Em geral, os professores moram longe das escolas rurais em que lecionam, e as faltas

dos professores se tornam mais frequentes nas épocas de chuvas, quando as estradas de terra

ficam intransitáveis, prejudicam a frequência dos alunos do ensino fundamental e médio das

escolas estaduais. No início e no final do ano letivo a maior parte dos alunos costuma se

ausentar por dias e até semanas. Além disso, é comum as aulas serem interrompidas e os

alunos dispensados diante de uma simples ameaça de tempestade.

Desse modo, a condição de trabalho dos professores da região reflete drasticamente no

resultado da educação. Além de outros fatores como: a ausência de professores com

habilitação específica, de cursos periódicos de capacitação e reciclagem, de um projeto

pedagógico próprio para atender a região, o descaso com a educação infantil e o não

funcionamento de pré-escolas rurais. Tudo isso revela o descaso e o despreparo dos

municípios na elaboração de suas políticas educacionais.

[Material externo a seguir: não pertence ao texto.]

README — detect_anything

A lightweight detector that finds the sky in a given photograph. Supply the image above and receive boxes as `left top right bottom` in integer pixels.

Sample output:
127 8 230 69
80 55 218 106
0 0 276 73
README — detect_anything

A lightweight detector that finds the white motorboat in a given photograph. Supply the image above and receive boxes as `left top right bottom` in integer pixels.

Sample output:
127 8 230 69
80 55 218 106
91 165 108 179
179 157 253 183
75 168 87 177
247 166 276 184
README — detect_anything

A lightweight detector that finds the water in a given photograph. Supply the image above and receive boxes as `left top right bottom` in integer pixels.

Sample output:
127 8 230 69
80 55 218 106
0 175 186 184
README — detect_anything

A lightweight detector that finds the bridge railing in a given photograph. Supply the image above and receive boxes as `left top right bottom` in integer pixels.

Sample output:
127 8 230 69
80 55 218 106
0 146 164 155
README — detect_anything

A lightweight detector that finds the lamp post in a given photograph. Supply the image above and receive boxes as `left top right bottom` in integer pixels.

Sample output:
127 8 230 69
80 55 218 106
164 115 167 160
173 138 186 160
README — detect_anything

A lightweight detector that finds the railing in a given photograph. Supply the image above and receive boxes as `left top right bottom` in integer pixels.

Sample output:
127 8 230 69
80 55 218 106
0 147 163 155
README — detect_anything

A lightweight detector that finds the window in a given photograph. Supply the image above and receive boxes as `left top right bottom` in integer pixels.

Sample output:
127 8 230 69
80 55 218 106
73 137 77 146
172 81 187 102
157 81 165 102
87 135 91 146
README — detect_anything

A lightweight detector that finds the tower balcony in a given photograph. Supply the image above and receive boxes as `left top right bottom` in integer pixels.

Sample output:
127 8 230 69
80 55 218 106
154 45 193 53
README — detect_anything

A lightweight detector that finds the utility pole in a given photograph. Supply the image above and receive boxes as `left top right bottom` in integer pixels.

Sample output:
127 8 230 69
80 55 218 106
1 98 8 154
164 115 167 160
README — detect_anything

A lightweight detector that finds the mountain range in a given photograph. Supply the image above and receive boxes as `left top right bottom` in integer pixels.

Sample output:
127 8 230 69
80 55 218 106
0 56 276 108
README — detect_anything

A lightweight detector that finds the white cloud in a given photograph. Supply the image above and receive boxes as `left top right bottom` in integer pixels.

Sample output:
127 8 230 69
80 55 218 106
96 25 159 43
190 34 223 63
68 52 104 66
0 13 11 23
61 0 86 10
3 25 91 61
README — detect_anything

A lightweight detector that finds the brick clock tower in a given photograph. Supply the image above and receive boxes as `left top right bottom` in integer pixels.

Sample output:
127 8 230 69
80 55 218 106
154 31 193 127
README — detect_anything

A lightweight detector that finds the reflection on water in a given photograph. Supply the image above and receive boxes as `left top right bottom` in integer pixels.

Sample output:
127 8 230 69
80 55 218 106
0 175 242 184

Porém nada é mais grave do que o fato de os alunos não encontrarem no conteúdo

ensinado na escola atual algum sentido para transformarem suas vidas efetivamente. Concluir

o ensino fundamental e o médio tornou-se uma obrigação meramente burocrática e enfadonha,

com poucas perspectivas de continuidade e transformação social. Os alunos voltam para a

roça com a mesma consciência devastadora, sem ideias novas, criativas e sem outras

possibilidades de trabalho.

Na região encontramos apenas dois professores com habilitação adequada para

lecionar a disciplina de Arte no ensino fundamental e médio, e mesmo assim, encontra

grandes dificuldades de compreensão de sua prática dentro das administrações escolares. A

predominância de uma mentalidade leiga e utilitária de considerar a prática artística

unicamente como construção de objetos úteis, entre colagens e adereços, é o maior desafio do

educador da Arte. A prática de uma construção espontânea da criatividade desenvolvida

principalmente nas áreas mais abstratas da arte, como dança, música e o teatro, são relegadas

a um plano secundário.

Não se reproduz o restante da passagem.